Dear friends and family,
I'm gearing up again for the Flutie Foundation Ride for Autism, and am hoping that I can count on your financial support this year. I rode it last year, and with the help of many of you, raised $500 to benefit the cause. I'm starting a little late this year, but still hoping to match last year's total, or possibly exceed it.
As many of you know, I ride a lot – about 3,500 miles a year, mostly bike commuting plus the occasional recreational ride – but this ride is special. It's a charity bike ride to benefit a cause that is near and dear to me and my family: autism.
Most of you know our son Julian. For those who don't, he was diagnosed with autism at about age two-and-a-half. Our journey since then has been increadibly challenging, but with the help of family, friends, charities, and an array of government services, he is getting better all the time.
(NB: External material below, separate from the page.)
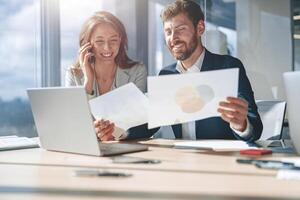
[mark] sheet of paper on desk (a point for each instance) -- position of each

Despite his challenges (he verbal communication is extremely limited and he's prone to a lot of "stimming") he is a beautiful kids who loves to cuddle, run around naked, horse play, and is great with his little sister... and much to our amazement, has a newfound appreciation for building elaborite Lego model sets.
He can sit for an hour straight and assemble a 250 piece set with only minimal assistance. But typical of autism, he takes the pictoral instructions very literally... to the point that when destroying and reassembling one, he insists on taking the stickers off and reattaching them to match the steps in the manual.
The past few months have been good, but it hasn't always been this way. The great low point in our journey was his head injury in fall of 2009. At the time, he was throwing frequent fits and banging his head on anything he could reach... walls, floors, door jams, etc. Eventually, his self-injury lead to brain surgery to releave bleading in his skull. For about a year after the surgery, he had a wear a helmet most of the time because he continued to bang his head from time to time.
There have been ups and downs on this journey, and I'm glad to let everyone know that the last several months have been a major up period. His self-injury has almost completely stopped. I think it's been 4+ months since he's tried to hit his head. His communication is getting better. He used PECS for many years, laminated photos of various objects, as a way of communicating what he wanted. Now though, he's frequently asking for things verbally... "I want pasta" or "I want DVD."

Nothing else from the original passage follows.